I don’t consider this a good reason to worry about IA, though: in a world where data is the main limiting factor, recursive approaches to generating it still seem much safer than alternatives.
Perhaps a data-limited intelligence explosion is analogous to what we humans do all the time when we teach ourselves something. Out of the vast sea of information on the internet, we go get some data, and study it, and then use that to make a better opinion about what data we need next, and then repeat until we are at the forefront of the world’s knowledge. We start from scratch, with a vague understanding like “I should learn more economics, I don’t even know what supply and demand are” and then we end up publishing a paper on auction theory or something idk. This is a recurisve self improvement loop in data quality, so to speak, rather than data quantity.
What counts as self-improvement in the scenario governed by data?
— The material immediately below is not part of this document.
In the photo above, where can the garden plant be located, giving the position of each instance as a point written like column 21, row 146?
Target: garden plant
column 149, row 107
You can grab the whole internet, including scihub and library genesis, and then maybe hack all “smart” appliances worldwide… and after that I guess you need to construct some machines that will perform experiments for you.
But none of this improves the machine’s “self”. With algorithms, the idea is that the machine would replace its own algorithms by better ones, once it gets the ability to invent and evaluate algorithms. With hardware, the idea is that the machine would replace its own hardware by faster ones, once it gets the ability to design and produce hardware. But replacing your data with better data, that… we usually don’t call self-improvement.
Also, what kind of data are we talking about? Data about the real world, they have to come from the outside, by definition. (Unless they are data about physics that you can obtain by observing the physical properties of your own circuits, or something like that.) But there is also data in sense of precomputed cached results, like playing zillions of games of chess against yourself, and remembering which strategies were most successful. If this was the limiting factor… I guess it would be something like a bounded AIXI which hypothetically already has enough hardware to simulate a universe, it only need to make zillions of computations to find the one that is consistent with the observed data.
In the scenario governed by data, the part that counts as self-improvement is where the AI puts itself through a process of optimisation by stochastic gradient descent with respect to that data.
You don’t need that much hardware for data to be a bottleneck. For example, I think that there are plenty of economically valuable tasks that are easier to learn than StarCraft. But we get StarCraft AIs instead because games are the only task where we can generate arbitrarily large amounts of data.